Thanks, God, for your fun creation, squealing little girls, and animal halitosis.

Ski Masks!

Lils is ski-mask-obsessed right now and she created her own which she wears proudly to school and everywhere. Because she is eight and is thereby omniscient, there is no convincing her that ski masks don't rank very high on the list of desirable fashion must haves.

One thing Lils is: a bad dresser. Nothing could bring this into focus more than school "Spirit Week," the one time of year when students can break free from their uniforms and express themselves in the form of poor fashion choices. During Spirit Week, most everyone dresses badly, but just "normal-bad." Not BAD bad. Not the totally worst-ever like my girl.

Example: Call it creativity gone wild, but last year, during Spirit Week, her outfit involved shredded gift bags, plastic, tree garland. Words can't do justice describing the fashion injustice. I tried, believe me I tried, to dissuade her, offer her more "normal-bad" options, but she was determined!

But when I dropped her off at school that morning, as she saw her friends, and they were stunned (rightly so) at the sight of her, she became insecure, full of regret--you could see it all over her sad little face and I felt terrible leaving her. But I did. I came home, dressed in the most terrible outfit I could throw together, and drove back out to take snacks to her class. So at least they'll think she comes by it naturally.

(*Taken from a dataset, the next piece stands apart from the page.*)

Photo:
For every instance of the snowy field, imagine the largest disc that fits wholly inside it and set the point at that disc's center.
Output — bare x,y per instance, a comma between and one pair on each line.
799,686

I was proud of myself for such a fine idea, even though I was completely mortified to step out of the car. Something about it reminded me of what Jesus did, wrapping himself up in our flesh to fellowship with us and show us a better way, even though as he did, he must have on some level thought: Yuck.

Friday, December 9, 2011


Last week, a hairbrush fell out of our freezer. And I found our cordless phone inside a pencil case, inside a food cupboard in the kitchen. I wish I was kidding. Oh, and get this. We use a ceiling lift to get my husband in and out of bed. We were racing around to get ready for church one morning and I painstakingly got the net under him, fastened all the loops up to the lift and began to push the button. ACTION! Allen stopped me. "Aren't you forgetting something?" he asked. To be honest, I was a little annoyed, but I rechecked all the fasteners, yep. Everything was in place. Then, I noticed, he wasn't wearing any pants! I am sooooo scatterbrained and forgetful! Most of the time...

But I have no problem remembering with computer-like clarity almost every incident of my beloved hubby making me mad. Don't get me wrong, I'm a forgiving person--with an excellent brain-file.

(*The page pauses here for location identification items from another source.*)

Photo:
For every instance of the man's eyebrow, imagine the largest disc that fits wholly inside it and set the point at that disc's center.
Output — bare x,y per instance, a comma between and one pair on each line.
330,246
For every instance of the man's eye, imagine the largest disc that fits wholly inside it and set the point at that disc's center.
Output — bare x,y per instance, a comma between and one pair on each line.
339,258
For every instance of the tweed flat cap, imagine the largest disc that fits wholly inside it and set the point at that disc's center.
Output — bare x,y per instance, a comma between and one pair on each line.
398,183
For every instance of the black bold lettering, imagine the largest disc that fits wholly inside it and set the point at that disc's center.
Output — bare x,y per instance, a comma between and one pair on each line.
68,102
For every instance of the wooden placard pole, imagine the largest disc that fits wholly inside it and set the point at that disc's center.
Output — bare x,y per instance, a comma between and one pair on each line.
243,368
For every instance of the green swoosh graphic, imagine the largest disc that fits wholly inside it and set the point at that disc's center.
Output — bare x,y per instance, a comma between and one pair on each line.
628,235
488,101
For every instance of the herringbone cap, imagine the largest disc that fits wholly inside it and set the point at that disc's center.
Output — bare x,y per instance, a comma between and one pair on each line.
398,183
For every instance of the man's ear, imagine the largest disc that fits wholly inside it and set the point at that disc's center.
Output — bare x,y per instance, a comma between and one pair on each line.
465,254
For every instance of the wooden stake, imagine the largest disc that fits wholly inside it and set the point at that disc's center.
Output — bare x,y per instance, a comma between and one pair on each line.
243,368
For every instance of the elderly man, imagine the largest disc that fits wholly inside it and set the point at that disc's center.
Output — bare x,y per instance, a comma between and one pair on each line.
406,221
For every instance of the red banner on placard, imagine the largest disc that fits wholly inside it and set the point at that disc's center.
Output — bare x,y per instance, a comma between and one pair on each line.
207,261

I'm so glad God is not like me! He not only forgives but FORGETS all the jerky stuff we do. That is so nice, God! Thanks for not rubbing our nose in it!


Milo, cat fashion icon.

We have two cats: Lola, a fussy, hissy indoor cat. And Milo, a giant, fun-loving, gentle, outdoor cat. They pretty much hate each other. Our girl, Lily, has fun putting them together in fight-inducing situations. Do you think this is how young cock-fighters got their beginnings?

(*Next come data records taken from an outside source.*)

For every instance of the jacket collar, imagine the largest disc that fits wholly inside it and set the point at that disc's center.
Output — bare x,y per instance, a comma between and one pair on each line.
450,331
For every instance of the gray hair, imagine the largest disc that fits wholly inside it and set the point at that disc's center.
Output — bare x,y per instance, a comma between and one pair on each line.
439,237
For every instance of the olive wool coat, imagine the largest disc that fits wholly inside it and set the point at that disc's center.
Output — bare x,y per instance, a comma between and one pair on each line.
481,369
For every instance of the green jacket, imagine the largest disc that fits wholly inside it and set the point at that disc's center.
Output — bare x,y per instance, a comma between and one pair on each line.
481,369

It came time to take Milo the wookie to the vet to get immunized against stuff like rabies, and worms, and other gross/bad things cats get. We didn't have pet carrier and that cat does NOT like riding in the car. So we put him in a tall, roomy clothes hamper with a lid. We used bungee cords on all sides to keep it ULTRA-secure. Milo was his usual laid back, easy-going cat-self...until the engine started. The hamper began shaking, vibrating with hurricane-like force. About half a mile from home, he sprung free and began making hot, frantic laps (all claws on deck) around the car with shrieks and screams (his and ours).

How do you explain to a cat: "Hey. I'm your master! I care about you!  I wouldn't do you harm. This is meant for your good. I'm getting you someplace here!"

Something in that short, drama-filled trip was painfully familiar. I'm sure God faces those same frustrations in the midst of my frantic protests--"I know you hate this, I know you are freaked out, but I'm your Master. I know more than you, can you trust me? I love you and would never do you harm. I am getting you someplace!"

I'll try to remember, God, when the journey is unpleasant.